REPUBLIKA.CO.ID, SURABAYA -- Badan Pengawas Pemilu (Bawaslu) Jawa Timur akan memeriksa Laporan Penerimaan Sumbangan Dana Kampanye (LPSDK) dari 16 partai politik (parpol) peserta pemilu 2019. Komisioner Bawaslu Jatim, Aang Kunaifi mengatakan, ada beberapa ketentuan yang harus diteliti dalam LPSDK tersebut.
"Salah satunya sumber kategori sumbangan untuk parpol atau calon presiden-wakil presiden, yaknj Badan Hukum Usaha dan Perseorangan," kata Aang, dikonfirmasi, Selasa (7/1).
Aang melanjutkan, apabila bantuan dana kampanye itu berasal dari Badan Hukum Usaha atau korporat, maka tidak boleh melebihi jumlah yang ditentukan sebesar Rp25 miliar per sekali nyumbang. Sedangkan untuk perseorangan dapat memberikan sumbangan maksimal Rp2,5 miliar.
Kemudian, untuk calon anggota DPD, dan DPR, untuk sumbangan perseorangan jumlahnya maksimal Rp750 juta, dan Badan Hukum Usaha atau korporat hanya Rp1,5 miliar. Selain itu, UU Pemilu juga mengatur tentang larangan memberikan dana sumbangan kepada parpol, capres-cawapres dan DPD/DPR. Di antaranya dari pihak asing. Misalnya mulai dari NGO, ormas asing, pemerintahan asing, hingga perusahaan asing.

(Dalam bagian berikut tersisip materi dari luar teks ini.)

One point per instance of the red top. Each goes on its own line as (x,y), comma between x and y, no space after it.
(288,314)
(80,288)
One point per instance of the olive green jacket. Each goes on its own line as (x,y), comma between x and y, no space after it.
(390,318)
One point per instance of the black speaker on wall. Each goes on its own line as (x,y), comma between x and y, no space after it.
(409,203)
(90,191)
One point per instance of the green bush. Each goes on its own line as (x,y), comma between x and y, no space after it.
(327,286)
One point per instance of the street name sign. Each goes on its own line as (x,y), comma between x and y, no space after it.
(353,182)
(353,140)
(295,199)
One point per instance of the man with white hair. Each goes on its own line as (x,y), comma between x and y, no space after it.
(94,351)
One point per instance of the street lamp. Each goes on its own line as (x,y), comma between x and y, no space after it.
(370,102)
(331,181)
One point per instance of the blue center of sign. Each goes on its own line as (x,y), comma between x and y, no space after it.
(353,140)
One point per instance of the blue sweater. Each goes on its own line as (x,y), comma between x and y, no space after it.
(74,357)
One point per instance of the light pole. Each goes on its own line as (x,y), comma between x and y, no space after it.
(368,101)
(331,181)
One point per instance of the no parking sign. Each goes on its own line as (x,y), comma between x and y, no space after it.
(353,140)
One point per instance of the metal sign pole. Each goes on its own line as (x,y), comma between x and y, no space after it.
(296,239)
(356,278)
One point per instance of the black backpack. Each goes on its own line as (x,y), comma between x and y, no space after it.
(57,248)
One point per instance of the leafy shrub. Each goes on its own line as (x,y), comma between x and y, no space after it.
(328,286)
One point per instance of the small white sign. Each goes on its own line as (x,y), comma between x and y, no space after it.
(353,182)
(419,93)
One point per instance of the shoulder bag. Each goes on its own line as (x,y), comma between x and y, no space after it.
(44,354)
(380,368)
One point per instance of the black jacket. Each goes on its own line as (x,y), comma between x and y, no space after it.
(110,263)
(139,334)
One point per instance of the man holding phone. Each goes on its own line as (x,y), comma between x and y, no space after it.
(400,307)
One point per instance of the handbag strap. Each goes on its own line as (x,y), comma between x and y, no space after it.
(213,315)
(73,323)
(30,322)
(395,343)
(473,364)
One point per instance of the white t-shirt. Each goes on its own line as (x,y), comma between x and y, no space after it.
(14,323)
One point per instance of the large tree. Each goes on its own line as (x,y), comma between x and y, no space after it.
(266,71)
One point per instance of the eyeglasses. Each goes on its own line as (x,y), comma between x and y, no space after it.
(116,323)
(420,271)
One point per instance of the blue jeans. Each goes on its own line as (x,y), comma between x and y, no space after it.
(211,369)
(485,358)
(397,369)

"Sumbangan kampanye juga dilarang berasal dari APBN, APBD, BUMN, BUMD, Anggaran Desa dan Badan Usaha Milik Desa. Sumber dana juga tidak boleh berasal dari yang kira-kira indikasinya berasal dari praktik pencucian uang. Beberapa hal itu yang akan kami cek nantinya," kata Aang.
Tak hanya bagi parpol yang telah melaporkan sumbangan dananya, Bawaslu Jatim juga akan mengawasi sejumlah parpol yang tidak mendapatkan sumbangan parpol sama sekali alias nol rupiah. "Tentu akan kita cek juga. Mereka kan sudah memasang baliho, menggelar banyak acara selama tiga bulan terakhir, serta aktivitas kampanye lainnya. Tentu parpol harus bisa menjelaskan darimana sumber dana mereka selain dari sumbangan," kata Aang.